THE LEFT AND THE WAR….If anti-war liberals were right about the war from the start, how come they don’t get more respect? Here’s the nickel version of the answer from liberal hawks: It’s because they don’t deserve it. Sure, the war has gone badly, but not for the reasons the doves warned of.
Is this true? I wish my memory were more detailed about what anti-war liberals were saying back in 2002, but it’s not. I once thought about browsing through old archives to at least see what the high-traffic liberal blogs were saying back then, but that turned out to be easier said than done. Matt, Josh, and I all supported the war for a while, so we don’t count. Kos and Tapped seem to have lost their archives from that far back. C&L, Firedoglake, Aravosis, Greenwald, and the Huffington Post didn’t exist back then. Atrios still has his archives, but he didn’t post obsessively about the war and didn’t write the kind of essays where he explained his position in detail anyway.
So: I don’t know. I know why I turned against the war after initially supporting it (WMD flakiness combined with the mounting evidence that Bush wasn’t serious about postwar reconstruction), but I don’t know about anyone else. So I can’t really play the game.
On the other hand, I think there’s a problem with Atrios’s response to Max Sawicky, who had chastised the early war opponents because he thought they had latched onto the wrong criticisms of the war. Here’s Atrios:
I’m sure all of these criticisms were made by many on blogs including mine, but they were just extra criticisms thrown in there in various ways in an attempt to engage the dominant discourse of the times.
….But nonetheless most people rejected the concept of “pre-emptive war” and rejected the notion that even if WMD claims were all correct Saddam was an actual threat in any way to this country. That was the point that I remember most of us desperately trying to communicate, even if other arguments were used to try to further the general cause of stopping the goddamn war.
Question: If this really was the primary critique among the anti-war left, has the Iraq war vindicated them?
I’m not sure I see it. The fact that Iraq is a clusterfuck doesn’t demonstrate that preemptive war is wrong any more than WWII demonstrated that wars using Sherman tanks are right. It’s the wrong unit of analysis. After all, Iraq didn’t fail because it was preemptive (though that didn’t help); it failed either because George Bush is incompetent or because militarized nation building in the 21st century is doomed to failure no matter who does it.

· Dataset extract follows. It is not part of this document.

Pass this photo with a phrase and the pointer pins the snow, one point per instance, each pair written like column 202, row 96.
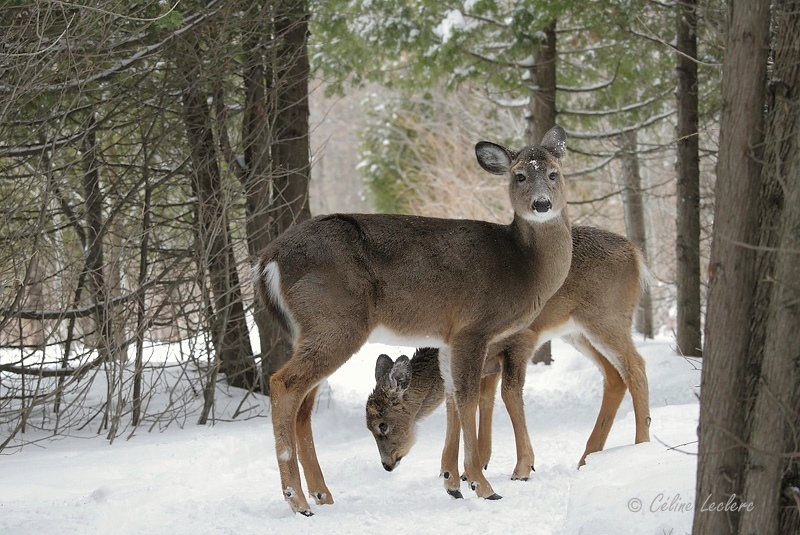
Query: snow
column 223, row 479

Preemption per se had very little to do with it, and the argument against preemptive war, which is as much moral as pragmatic, is pretty much the same today as it was in 2002.

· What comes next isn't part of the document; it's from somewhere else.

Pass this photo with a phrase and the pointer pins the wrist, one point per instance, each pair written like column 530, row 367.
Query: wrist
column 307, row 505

Now, you can argue that non-preemptive wars are more likely to get broad international support, and that this in turn is more likely to lead to success. But this just gets back to Max’s original point: does this mean that anti-war liberals think the war would have been OK if only the UN had authorized it?
Maybe so. That actually comes perilously close to my own view. But it’s not an argument I’ve heard much of lately.
PEDANTIC UPDATE: I’ve used the term “preemptive war” throughout this post, but it’s worth noting that this is yet another case in which the Bush administration has twisted broadly-accepted language for its own use. A preemptive war is one in which an attack is imminent and you decide to strike first rather than wait for a certain invasion. A preventive war is one in which you invade in order to prevent a possible but uncertain future attack. Iraq was a preventive war.